There are many curated sources of Python libraries that you can use in your LxBatch jobs. For example, the lxplus environment provides access to both system python and its libraries, which may suit many purposes, but also the LCG Python libraries which are optimised for HEP use cases. The package lists for LCG can be found here.

The various views for lcg can be seen in /cvmfs/sft.cern.ch/lcg/views and additional packages can be requested via jira. Given the fact that batch jobs may need to scale to many nodes, having a cached read only filesystem providing the libraries is a good practice.

However, you may want to use custom python libraries that do not exist in cvmfs (yet) or there are incompatibilities, or you have a need for fast iterations. Whilst it's not a good idea to use an entire python distribution of your own, having an overlay to inject specific libraries can work well.

However, the temptation here is to use distributed filesystems to run code on LxBatch - this can often strain those filesystems, get jobs throttled, and lead to a bad experience. This doc will therefore show an alternative that is still very simple with a fast turnaround

Installing libraries to EOS

Having the libraries in EOS means that they can be used to test on, for example, lxplus, but they can also be transferred by HTCONDOR to the worker node, used, and discarded.

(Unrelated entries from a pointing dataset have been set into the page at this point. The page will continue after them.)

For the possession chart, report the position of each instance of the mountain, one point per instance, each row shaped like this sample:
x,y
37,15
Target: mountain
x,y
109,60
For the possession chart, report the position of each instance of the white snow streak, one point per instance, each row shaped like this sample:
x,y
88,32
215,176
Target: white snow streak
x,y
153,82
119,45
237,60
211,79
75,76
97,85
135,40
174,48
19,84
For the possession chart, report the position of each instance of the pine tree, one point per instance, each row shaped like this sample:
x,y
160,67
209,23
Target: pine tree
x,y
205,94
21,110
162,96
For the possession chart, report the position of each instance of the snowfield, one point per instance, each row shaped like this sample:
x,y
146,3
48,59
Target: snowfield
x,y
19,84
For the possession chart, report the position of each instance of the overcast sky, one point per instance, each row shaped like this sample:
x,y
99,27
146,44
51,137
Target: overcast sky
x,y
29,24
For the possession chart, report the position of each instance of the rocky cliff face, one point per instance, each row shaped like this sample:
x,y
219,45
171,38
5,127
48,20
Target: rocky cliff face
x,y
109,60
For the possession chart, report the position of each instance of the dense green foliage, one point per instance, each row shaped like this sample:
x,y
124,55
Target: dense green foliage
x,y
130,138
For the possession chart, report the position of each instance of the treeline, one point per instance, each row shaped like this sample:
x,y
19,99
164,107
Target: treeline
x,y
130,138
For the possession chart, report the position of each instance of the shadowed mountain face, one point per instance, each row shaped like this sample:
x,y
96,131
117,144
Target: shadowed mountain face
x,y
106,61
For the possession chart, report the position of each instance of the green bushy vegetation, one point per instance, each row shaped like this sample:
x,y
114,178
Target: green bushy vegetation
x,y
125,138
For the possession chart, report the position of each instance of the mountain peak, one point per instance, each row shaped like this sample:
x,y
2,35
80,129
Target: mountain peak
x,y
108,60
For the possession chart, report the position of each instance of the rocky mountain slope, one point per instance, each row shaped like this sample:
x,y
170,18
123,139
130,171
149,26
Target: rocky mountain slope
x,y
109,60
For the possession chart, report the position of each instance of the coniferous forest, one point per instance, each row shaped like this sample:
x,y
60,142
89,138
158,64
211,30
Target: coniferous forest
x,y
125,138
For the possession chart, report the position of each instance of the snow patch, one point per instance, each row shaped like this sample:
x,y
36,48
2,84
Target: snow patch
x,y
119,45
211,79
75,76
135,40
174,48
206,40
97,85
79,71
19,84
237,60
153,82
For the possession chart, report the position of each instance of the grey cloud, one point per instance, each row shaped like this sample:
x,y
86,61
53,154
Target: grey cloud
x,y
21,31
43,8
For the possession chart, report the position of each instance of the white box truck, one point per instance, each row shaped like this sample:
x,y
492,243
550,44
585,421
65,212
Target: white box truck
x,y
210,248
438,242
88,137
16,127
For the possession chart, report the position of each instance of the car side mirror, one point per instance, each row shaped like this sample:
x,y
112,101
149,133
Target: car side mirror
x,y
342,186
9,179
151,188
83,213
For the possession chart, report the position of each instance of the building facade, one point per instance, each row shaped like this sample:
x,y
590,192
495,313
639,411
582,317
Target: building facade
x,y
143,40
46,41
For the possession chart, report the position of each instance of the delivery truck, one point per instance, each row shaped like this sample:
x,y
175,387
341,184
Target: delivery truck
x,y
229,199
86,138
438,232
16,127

Here's how to install on EOS:

Firstly, if using LCG as the base, source an LCG release for your platform, ie:

[bejones@aiadm84 bejones]$ . /cvmfs/sft.cern.ch/lcg/views/LCG_102/x86_64-centos9-gcc11-opt/setup.sh

Then, the python and pip commands should be from cvmfs, ie:

[bejones@aiadm84 bejones]$ which python3
/cvmfs/sft.cern.ch/lcg/views/LCG_102/x86_64-centos9-gcc11-opt/bin/python3
[bejones@aiadm84 bejones]$ which pip3
/cvmfs/sft.cern.ch/lcg/views/LCG_102/x86_64-centos9-gcc11-opt/bin/pip3

We can then use pip to install packages, but we need to make sure they are installed in EOS, which probably isn't the $HOME directory:

[bejones@aiadm84 bejones]$ PYTHONUSERBASE=/eos/user/b/bejones/.local/ pip3 install --user dask-lxplus
[...]
Installing collected packages: dask-jobqueue, dask-lxplus
Successfully installed dask-jobqueue-0.8.2 dask-lxplus-0.3.2
[bejones@aiadm84 bejones]$ ls .local/lib/python3.9/site-packages/
dask_jobqueue  dask_jobqueue-0.8.2.dist-info  dask_lxplus  dask_lxplus-0.3.2.dist-info

Testing with libraries in EOS

To test with libraries in eos, just make sure the PYTHONTPATH prepends the directory they are in when running a script, for example:

[bejones@aiadm84 bejones]$ PYTHONPATH=/eos/user/b/bejones/.local/lib/python3.9/site-packages/:$PYTHONPATH python3 myscript.py

Submitting a job with the custom libraries

To submit a job, we just need to ensure that we have both the libraries in the submit file, and that we set the PYTHONPATH correctly.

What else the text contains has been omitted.